Dabei hatte alles so schön angefangen. 1954 entdeckte der Kiesgrubenbesitzer Johann Schiel beim Sandabbau auf deutscher Seite das reich ausgestattete Hügelgrab einer Keltin. Goldene Hals- und Armreifen, Ringe, Perlen fanden sich als Grabbeigaben. 1978 begannen Jean Schaub und Jean-Paul Petit auf französischer Seite mit der Ausgrabung einer gallo- römischen Siedlung.

Und so entstand die Idee des ersten grenzübergreifenden deutsch-französischen Freundschaftsprojektes: „Europäischer Kulturpark Bliesbruck-Reinheim“ mit gemeinsamer Finanzierung, Planungskommission und Verwaltung.

Der wuchs sich nach einem mit 400.000 Mark dotierten Wettbewerb in der Planung der Pariser Architektengruppe „Blesa“ zu einer 130 Hektar großen Freizeitanlage für 150.000 Besucher pro Jahr aus. Auf deutscher Seite fanden sich noch die Überreste einer römischen Villa, aus deren bescheidenen Ausmaßen auch Experten keinen Hehl machen.

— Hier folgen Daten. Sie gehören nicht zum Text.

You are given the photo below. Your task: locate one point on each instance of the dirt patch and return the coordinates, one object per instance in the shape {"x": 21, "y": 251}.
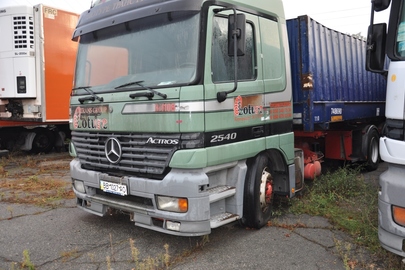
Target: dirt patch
{"x": 41, "y": 180}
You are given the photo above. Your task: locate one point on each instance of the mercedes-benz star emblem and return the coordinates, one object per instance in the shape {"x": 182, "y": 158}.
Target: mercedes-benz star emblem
{"x": 113, "y": 150}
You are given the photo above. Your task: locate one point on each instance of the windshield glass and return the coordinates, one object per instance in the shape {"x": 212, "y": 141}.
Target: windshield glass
{"x": 159, "y": 51}
{"x": 400, "y": 38}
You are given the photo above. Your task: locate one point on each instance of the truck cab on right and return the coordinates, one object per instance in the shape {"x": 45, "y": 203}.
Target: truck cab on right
{"x": 388, "y": 43}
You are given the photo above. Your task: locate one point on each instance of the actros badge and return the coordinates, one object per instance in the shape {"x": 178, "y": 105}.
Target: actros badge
{"x": 113, "y": 150}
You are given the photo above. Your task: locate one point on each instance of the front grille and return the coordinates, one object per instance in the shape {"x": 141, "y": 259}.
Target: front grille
{"x": 139, "y": 158}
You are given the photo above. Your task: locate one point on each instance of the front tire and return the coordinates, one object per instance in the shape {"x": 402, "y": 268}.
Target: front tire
{"x": 259, "y": 193}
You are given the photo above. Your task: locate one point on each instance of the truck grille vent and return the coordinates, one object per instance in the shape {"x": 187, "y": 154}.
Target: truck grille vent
{"x": 23, "y": 32}
{"x": 142, "y": 154}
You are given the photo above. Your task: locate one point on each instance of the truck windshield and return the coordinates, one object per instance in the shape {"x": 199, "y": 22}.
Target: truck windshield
{"x": 400, "y": 37}
{"x": 159, "y": 51}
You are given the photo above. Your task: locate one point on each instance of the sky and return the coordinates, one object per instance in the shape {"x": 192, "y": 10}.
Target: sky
{"x": 347, "y": 16}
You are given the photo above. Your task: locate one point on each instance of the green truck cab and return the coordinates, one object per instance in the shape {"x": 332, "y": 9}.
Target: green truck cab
{"x": 181, "y": 113}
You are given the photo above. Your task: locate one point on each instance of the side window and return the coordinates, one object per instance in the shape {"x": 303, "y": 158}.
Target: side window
{"x": 271, "y": 49}
{"x": 222, "y": 65}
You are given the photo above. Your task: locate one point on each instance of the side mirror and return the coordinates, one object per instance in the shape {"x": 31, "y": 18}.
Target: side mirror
{"x": 380, "y": 5}
{"x": 237, "y": 30}
{"x": 376, "y": 40}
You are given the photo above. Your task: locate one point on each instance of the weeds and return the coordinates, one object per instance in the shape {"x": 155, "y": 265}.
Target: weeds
{"x": 350, "y": 204}
{"x": 27, "y": 264}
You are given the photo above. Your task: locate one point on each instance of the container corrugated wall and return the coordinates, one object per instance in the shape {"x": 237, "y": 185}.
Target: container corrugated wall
{"x": 330, "y": 83}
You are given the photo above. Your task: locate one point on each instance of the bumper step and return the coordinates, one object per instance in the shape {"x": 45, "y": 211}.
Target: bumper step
{"x": 221, "y": 192}
{"x": 222, "y": 219}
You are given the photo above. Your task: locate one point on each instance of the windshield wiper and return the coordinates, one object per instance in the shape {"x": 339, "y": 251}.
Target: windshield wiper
{"x": 88, "y": 90}
{"x": 149, "y": 95}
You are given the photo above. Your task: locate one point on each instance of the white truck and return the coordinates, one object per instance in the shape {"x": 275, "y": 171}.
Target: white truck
{"x": 382, "y": 42}
{"x": 37, "y": 60}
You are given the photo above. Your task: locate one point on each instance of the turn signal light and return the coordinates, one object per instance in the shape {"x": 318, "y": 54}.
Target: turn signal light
{"x": 398, "y": 214}
{"x": 172, "y": 204}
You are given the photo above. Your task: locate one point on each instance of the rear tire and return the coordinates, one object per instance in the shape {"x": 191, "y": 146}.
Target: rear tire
{"x": 44, "y": 141}
{"x": 259, "y": 193}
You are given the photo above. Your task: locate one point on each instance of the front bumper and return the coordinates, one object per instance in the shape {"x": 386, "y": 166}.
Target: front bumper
{"x": 390, "y": 234}
{"x": 141, "y": 203}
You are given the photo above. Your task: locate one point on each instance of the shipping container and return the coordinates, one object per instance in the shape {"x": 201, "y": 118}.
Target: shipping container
{"x": 330, "y": 82}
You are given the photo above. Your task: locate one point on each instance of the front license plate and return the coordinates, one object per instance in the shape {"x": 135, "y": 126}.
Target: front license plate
{"x": 113, "y": 188}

Außerdem sollten ein begehbarer, künstlicher keltischer Grabhügel, Pavillons, ein Museum, Werkstätten, Freizeit-Animation, ein bronzezeitlicher Hof, Parkplätze, eine neue Straße, ein Restaurant und Ferienhäuser die Besucher anziehen.

Ein bunter Prospekt wirbt für das Projekt in der „verkehrsgünstig gelegenen Landschaft“ mit „6.000jähriger, wechselvoller Geschichte“, dem schon die Römer „einen intensiven wirtschaftlichen Aufschwung“ brachten. Danach dürstet es die Region auch heute. Bundesregierung, der französische Staat und die Europäische Gemeinschaft schossen große Summen zu.

Währenddessen formierten sich die Naturschützer zu ersten Protesten gegen das archäologische „Disney-Land“ an der Blies. Sie setzten eine Vorstudie und einen Beratervertrag für umweltfreundlichen Tourismus durch. Das Gutachten klassifizierte das Landschaftsschutzgebiet mit seinen umliegenden Hügeln als „Trittstein“, also Rastgebiet, für den internationalen Vogelzug und registrierte außerdem gefährdete einheimische Vogelarten und Amphibien, darunter den Schwarzmilan und den Eisvogel. Umweltminister Jo Leinen lehnte eine Ausweisung der Bliesaue als Naturschutzgebiet zwar ab, erklärte sich jedoch bereit, Bedenken zu berücksichtigen.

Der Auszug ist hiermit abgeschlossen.